[Owasp-antisamy] HTML & CSS Formatting Issues

Luke Bunselmeyer LBunselmeyer at EZREZ.COM
Fri May 8 21:27:59 EDT 2009


Hi Jason,

Sorry for the number of emails.  In any case, I don't know if this was intended, but it seems that iframe, link, and script tags without child nodes are removed without an error message.  Specifically, these tags are not in the allowedEmptyTags array, so they are nuked.  This isn't a huge issue, but it would be nice to get an error message.  This also means that these tags will always be removed despite the policy setting.

No Error Message
<iframe src='http://www.hacker.com/fishing.html'></iframe>
<link rel="stylesheet" type="text/css" href="http://www.hacker.com/takeover.css"/>
<script src='http://www.hacker.com/takeover.js'></script>

Error Message
<iframe src='http://www.hacker.com/fishing.html'>&nbsp;</iframe>
<script src='http://www.hacker.com/takeover.js'>&nbsp;</script>

Thanks,
Luke

-----Original Message-----
From: Luke Bunselmeyer 
Sent: Friday, May 08, 2009 5:19 PM
To: 'Jason Li'
Cc: owasp-antisamy at lists.owasp.org
Subject: RE: [Owasp-antisamy] HTML & CSS Formatting Issues

Hi Jason,

Thanks for the quick reply. Although, the CSS output is functionally equivalent, it's like nails on a chalkboard to our web developers.  However, I can appreciate the canonicalization and serialization issues.

Rather than using the cleaned HTML, I am looking for ways to throw an exception on a validation failure (ie remove or truncate).  I was hoping that all validation failures would be logged to errorMessages, but this does not seem to be the case.  Specifically, the anchor tag below throws an exception but the iframe tag does not.  Is there another way to determine if AntiSamy removed or truncated any content?

	Exception from line 5
	<a href="javascript:alert('hacked!');">click me</a>

	No Exception
	<iframe src='http://www.google.com'></iframe>


1.	AntiSamy antiSamy = new AntiSamy();
2.	CleanResults cleanResults = antiSamy.scan(canonical, SLASHDOT_POLICY);
3.
4.	if(!cleanResults.getErrorMessages().isEmpty()) {
5.		throw getException(name);
6.	}


Thanks again,
Luke

________________________________________________________________
Luke Bunselmeyer || Sr Web Developer || EzRez Software, Inc.
Tel: 415.541.9100 x2067  || Fax: 415.541.9888  ||  www.ezrez.com

-----Original Message-----
From: li.jason.c at gmail.com [mailto:li.jason.c at gmail.com] On Behalf Of Jason Li
Sent: Friday, May 08, 2009 12:27 PM
To: Luke Bunselmeyer
Cc: owasp-antisamy at lists.owasp.org
Subject: Re: [Owasp-antisamy] HTML & CSS Formatting Issues

Currently, output goes through a canonicalization/serialization process.

The use of decimals, rgb, CDATA, or fully qualified selectors
shouldn't have an adverse effect on the display.

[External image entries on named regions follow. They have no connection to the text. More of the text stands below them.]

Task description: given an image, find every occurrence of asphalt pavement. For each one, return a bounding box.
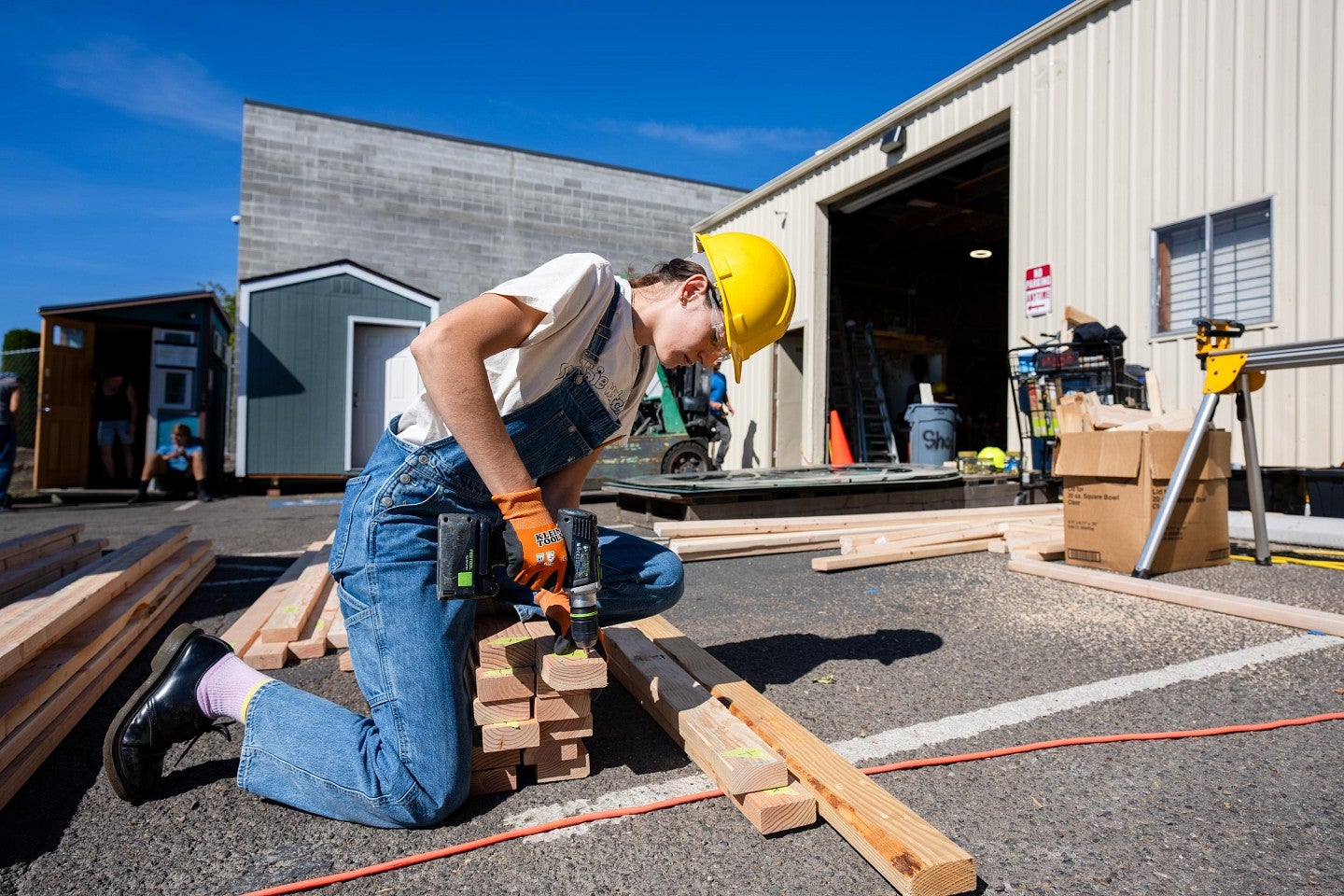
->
[0,495,1344,896]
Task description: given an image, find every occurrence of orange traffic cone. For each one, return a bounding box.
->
[831,411,853,466]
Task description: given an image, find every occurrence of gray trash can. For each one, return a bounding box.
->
[906,404,959,466]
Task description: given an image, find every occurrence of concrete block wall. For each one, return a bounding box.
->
[238,101,743,303]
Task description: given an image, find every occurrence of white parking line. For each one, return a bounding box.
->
[504,634,1344,840]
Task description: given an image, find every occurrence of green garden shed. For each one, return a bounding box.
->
[235,260,440,486]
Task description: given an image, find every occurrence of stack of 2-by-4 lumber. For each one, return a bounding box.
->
[0,525,215,806]
[468,614,606,794]
[654,505,1060,572]
[220,532,338,672]
[0,524,107,606]
[602,623,818,834]
[618,617,975,896]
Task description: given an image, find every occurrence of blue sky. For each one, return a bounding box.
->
[0,0,1066,333]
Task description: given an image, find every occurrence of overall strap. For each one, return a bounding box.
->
[580,281,621,373]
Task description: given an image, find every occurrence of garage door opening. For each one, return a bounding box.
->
[828,125,1009,462]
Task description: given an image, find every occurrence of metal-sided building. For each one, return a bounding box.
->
[234,260,438,481]
[697,0,1344,468]
[235,101,745,477]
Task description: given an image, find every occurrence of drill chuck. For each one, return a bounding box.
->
[556,508,602,651]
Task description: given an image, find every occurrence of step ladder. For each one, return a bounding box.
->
[827,304,859,467]
[846,321,898,464]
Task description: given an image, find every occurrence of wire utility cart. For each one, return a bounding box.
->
[1008,342,1146,504]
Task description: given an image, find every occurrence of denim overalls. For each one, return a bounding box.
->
[238,287,681,828]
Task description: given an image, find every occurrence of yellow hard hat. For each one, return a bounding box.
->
[977,444,1008,470]
[694,233,793,383]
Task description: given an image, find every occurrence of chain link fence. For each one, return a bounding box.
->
[0,348,42,449]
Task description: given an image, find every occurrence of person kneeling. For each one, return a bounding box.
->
[126,423,210,504]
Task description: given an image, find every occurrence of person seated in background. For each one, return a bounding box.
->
[126,423,210,504]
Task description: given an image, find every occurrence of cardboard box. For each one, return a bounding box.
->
[1054,430,1232,574]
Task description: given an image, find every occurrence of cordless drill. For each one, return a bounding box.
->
[438,508,602,652]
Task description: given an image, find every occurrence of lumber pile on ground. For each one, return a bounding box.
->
[602,623,818,834]
[220,532,336,672]
[0,524,107,606]
[604,617,975,896]
[1008,559,1344,637]
[0,525,215,806]
[656,504,1063,572]
[468,615,606,795]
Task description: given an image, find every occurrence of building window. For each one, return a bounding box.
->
[1154,199,1274,333]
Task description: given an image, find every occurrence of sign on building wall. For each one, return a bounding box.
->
[1027,265,1051,317]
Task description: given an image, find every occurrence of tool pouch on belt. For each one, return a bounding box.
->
[491,487,568,591]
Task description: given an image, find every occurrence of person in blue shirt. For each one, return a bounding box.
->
[0,371,22,511]
[709,361,733,469]
[126,423,210,504]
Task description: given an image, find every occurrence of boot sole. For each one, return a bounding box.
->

Functionally, the CSS
output that you identified should be visually equivalent as they are
all legal HTML/CSS syntax.

There have been multiple requests in the past to make the format of
attributes look like XYZ and unfortunately, it's difficult to provide
the flexibility to canonicalize and serialize the output in a way that
everyone is happy.

We'd be interested to hear if any of these equivalents don't match up
visually. But barring that, it would take some effort and as a result,
some persuasion for us to implement some kind of framework to support
various different styles of canonicalization.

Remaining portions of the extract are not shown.